CHAPTER TWENTY-SEVEN
ALEX
2017
In the former market man’s pub, the smell of Theakston’s ale carried me back to the days when I sat here with my father. He had brought me here on my eighteenth birthday to proudly buy me my first pint. I didn’t much like the taste of it back then, but now that I was a father myself, I had come to understand the importance of the ritual. I could almost feel his presence as I sat amongst the shiny copper fixtures. Situated in Leeds city centre, Whitelock’s location gave it an olde worlde feel and a unique charm. I could almost hear my father’s voice, telling me to drink up as he set the world to rights. A pang of grief touched my soul. I wished he were here to advise me. But I was the man of the house now and tonight I had to be strong. Perhaps that was why I had texted Luke Priestwood instead of ringing and asked him to meet me here, in a public place. A small part of me hoped my dad would be here in spirit, providing me with some much-needed moral support. Could the person I was meeting be the same man who had terrorised my wife? I had to know. But how on earth was I going to broach the subject? I raised my glass to my lips. Alcohol was a good tongue loosener and, after the week I’d had, I needed a drink or two. Thoughts of Emma floated into my mind and I found myself dialling her number.

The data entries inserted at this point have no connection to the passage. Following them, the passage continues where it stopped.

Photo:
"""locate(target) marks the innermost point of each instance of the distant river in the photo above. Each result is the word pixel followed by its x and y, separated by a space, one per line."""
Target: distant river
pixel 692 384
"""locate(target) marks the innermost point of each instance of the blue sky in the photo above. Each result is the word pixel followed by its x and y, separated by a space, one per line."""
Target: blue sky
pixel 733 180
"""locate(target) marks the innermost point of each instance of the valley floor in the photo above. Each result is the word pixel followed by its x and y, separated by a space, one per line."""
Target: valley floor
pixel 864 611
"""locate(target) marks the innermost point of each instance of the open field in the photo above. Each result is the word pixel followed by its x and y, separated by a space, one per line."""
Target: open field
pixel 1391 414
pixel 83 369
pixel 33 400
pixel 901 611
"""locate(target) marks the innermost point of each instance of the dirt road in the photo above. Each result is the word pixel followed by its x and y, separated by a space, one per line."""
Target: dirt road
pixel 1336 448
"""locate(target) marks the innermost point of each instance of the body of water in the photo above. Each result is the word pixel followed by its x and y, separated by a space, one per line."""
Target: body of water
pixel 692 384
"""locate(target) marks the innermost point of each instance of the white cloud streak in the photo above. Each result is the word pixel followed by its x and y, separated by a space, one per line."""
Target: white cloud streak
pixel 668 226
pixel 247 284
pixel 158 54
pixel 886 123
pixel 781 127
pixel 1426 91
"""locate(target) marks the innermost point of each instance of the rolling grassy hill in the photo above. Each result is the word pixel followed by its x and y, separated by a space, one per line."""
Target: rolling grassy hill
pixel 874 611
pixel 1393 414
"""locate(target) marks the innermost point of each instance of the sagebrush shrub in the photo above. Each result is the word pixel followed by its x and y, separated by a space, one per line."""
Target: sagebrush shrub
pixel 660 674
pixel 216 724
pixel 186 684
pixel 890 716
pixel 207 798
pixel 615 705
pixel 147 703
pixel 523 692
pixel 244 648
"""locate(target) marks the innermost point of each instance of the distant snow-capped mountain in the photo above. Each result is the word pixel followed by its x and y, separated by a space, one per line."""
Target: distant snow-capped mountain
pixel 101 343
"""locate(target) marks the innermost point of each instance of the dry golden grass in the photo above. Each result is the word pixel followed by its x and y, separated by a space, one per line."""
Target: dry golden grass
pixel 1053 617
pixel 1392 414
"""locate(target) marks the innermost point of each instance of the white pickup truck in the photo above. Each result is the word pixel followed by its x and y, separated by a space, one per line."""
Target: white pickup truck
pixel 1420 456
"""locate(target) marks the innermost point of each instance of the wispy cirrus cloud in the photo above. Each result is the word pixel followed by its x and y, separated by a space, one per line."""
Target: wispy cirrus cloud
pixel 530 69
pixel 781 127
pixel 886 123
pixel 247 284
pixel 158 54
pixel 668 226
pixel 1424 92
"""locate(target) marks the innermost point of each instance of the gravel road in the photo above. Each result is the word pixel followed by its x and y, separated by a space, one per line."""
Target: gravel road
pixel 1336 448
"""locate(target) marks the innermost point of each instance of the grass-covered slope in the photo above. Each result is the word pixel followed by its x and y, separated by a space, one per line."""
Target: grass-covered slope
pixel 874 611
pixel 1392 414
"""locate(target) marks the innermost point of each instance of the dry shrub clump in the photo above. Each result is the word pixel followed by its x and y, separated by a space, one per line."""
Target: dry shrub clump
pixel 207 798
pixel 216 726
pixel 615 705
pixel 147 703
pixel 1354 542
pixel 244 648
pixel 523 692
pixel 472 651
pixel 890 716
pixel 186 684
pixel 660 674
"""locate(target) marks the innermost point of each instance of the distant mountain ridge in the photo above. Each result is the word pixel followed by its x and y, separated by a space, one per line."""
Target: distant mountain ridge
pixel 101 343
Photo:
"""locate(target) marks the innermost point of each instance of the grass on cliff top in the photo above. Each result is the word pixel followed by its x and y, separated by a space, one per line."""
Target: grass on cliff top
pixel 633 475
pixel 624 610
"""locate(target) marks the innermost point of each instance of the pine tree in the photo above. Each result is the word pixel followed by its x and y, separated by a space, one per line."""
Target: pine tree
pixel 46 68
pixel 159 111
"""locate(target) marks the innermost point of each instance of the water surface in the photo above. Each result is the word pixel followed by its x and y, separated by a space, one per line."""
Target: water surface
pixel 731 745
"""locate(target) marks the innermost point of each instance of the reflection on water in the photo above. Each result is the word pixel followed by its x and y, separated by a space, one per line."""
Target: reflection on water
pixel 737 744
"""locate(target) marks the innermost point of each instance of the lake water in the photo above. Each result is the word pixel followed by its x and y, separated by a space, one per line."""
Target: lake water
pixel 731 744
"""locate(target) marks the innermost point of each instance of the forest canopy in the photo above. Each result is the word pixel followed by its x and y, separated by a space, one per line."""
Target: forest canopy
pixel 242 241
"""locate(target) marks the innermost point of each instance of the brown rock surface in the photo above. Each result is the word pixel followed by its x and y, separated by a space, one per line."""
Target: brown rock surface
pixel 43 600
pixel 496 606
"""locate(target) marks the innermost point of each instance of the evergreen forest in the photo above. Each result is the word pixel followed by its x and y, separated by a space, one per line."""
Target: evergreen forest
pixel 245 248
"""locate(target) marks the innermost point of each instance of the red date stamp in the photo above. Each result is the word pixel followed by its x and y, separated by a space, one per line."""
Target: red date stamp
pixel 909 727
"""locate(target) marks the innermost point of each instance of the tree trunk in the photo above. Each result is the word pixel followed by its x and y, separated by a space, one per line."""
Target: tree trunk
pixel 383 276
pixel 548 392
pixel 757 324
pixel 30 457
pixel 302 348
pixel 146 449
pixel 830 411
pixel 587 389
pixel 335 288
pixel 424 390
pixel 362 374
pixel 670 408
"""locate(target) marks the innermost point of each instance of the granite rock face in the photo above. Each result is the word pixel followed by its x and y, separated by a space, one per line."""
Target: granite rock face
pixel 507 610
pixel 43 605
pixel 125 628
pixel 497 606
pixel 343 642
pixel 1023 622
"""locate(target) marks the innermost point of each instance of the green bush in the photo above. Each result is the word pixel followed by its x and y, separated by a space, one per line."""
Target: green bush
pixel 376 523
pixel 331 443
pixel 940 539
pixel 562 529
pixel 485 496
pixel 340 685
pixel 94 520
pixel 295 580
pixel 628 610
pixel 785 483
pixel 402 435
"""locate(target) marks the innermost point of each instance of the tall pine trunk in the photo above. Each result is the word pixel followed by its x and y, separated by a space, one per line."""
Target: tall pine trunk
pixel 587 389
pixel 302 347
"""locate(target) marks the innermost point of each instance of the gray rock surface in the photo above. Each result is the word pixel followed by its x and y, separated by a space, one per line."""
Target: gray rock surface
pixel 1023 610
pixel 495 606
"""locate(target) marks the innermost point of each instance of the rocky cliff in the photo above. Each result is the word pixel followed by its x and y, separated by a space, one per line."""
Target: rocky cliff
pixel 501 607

‘Everything OK? I’m just ringing to say goodnight to Jamie.’
‘Oh, I’m sorry, hun, he’s fast asleep,’ Emma said, her voice light and cheerful. ‘He didn’t have an afternoon nap so he went down early. I’ll tell him you called when he wakes up in the morning. How’s things?’
‘Great. You should see my new office. It’s three times bigger than my old one and has cracking views of the city. I can’t wait for you to get here.’ I smiled, pressing my hand against my ear to drown out the noise of my fellow drinkers.
‘I’ve started packing some stuff already. Are you out? Sounds like you’re in a pub.’